Here is the minimum it needs:
- Symptoms: What does the alert show? What does the dashboard look like?
- First check: One command to confirm the diagnosis without making anything worse.
- Mitigation: The fastest path to stopping user impact. Even if it is not the permanent fix.
- Escalation: Who to call and when. After thirty minutes without progress, someone else gets paged.
- Done state: How does success look like, and when exactly do you think of closing an incident?
That final point carries greater importance than most people regard. The absence of a definite completion state causes incidents to continue indefinitely. Engineers persist with their debugging assignment until they reach a point where users no longer experience problems.

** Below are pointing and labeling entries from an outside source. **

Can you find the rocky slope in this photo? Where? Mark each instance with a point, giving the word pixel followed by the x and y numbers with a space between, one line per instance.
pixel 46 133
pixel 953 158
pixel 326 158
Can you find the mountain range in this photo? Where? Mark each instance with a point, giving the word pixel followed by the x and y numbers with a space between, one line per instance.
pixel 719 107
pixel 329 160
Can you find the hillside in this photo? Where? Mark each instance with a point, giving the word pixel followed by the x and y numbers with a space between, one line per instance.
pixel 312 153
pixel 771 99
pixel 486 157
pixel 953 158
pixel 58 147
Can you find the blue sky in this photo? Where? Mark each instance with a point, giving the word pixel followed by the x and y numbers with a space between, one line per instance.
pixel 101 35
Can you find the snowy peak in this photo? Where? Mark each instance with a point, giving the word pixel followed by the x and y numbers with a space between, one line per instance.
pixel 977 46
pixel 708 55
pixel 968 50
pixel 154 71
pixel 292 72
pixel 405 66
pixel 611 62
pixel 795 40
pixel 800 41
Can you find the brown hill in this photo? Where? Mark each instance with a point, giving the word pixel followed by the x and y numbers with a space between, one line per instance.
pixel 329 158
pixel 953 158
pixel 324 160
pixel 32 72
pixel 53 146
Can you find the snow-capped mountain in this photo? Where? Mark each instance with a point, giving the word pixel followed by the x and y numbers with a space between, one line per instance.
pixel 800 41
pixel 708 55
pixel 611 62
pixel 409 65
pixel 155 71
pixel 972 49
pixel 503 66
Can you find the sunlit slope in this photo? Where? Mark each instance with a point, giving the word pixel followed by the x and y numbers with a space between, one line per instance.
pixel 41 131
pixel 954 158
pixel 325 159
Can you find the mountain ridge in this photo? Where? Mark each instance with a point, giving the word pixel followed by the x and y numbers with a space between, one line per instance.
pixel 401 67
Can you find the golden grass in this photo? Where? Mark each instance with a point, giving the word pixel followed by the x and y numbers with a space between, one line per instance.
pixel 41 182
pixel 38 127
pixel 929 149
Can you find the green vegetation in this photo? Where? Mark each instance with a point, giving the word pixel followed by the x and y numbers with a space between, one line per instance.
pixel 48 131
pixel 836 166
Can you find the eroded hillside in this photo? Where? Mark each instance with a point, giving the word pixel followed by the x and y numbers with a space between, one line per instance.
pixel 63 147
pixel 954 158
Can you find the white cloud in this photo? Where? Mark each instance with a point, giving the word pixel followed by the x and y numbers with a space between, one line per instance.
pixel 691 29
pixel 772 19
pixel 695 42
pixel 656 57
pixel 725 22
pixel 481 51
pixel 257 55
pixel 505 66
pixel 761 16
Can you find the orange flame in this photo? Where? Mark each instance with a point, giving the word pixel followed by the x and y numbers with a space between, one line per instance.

Game Days: Practice Before the Real Thing
The requirement mandates the execution of a scheduled quarterly test which involves intentional system damage. The testing process requires the selection of either a staging or a non-production environment. The procedure requires you to execute the rollback process while you record the duration of your operations.
My first attempt at this with a new team revealed that three of the four documented rollback steps had become unusable. The infrastructure underwent modifications, but the team failed to detect them.
We found that on a Tuesday afternoon. The discovery occurred outside the Friday night incident time window.
The single exercise we performed saved our organization from this danger. You should execute the process at regular intervals because it will provide you with the same benefits which we received.
The Bottom Line
The tasks at hand require no complex skills to complete. The installation process for Prometheus takes one afternoon to complete. The process of git reverting requires thirty seconds to complete. The development process for a runbook takes two hours to complete. The implementation of a feature flag requires one entire sprint duration.
The challenging task requires execution during system operational status. The active system operation requires work to produce results. The most important work needs to be done first before anything else can be accomplished.
The teams that achieved five-minute recovery times invested their resources on a Tuesday when everything was calm. The recovery process occurred at a time when no operational problems existed.
Begin your work with the establishment of monitoring systems. Choose one rollback method that matches your system architecture requirements and create a documentation record for it. Create a runbook document for your most important service.
The existing materials provide sufficient information. The three tasks you must complete will already make you more advanced than typical teams I have encountered in my previous work.
The upcoming software release will cause system failure. Design your system to handle failures without creating panic among users.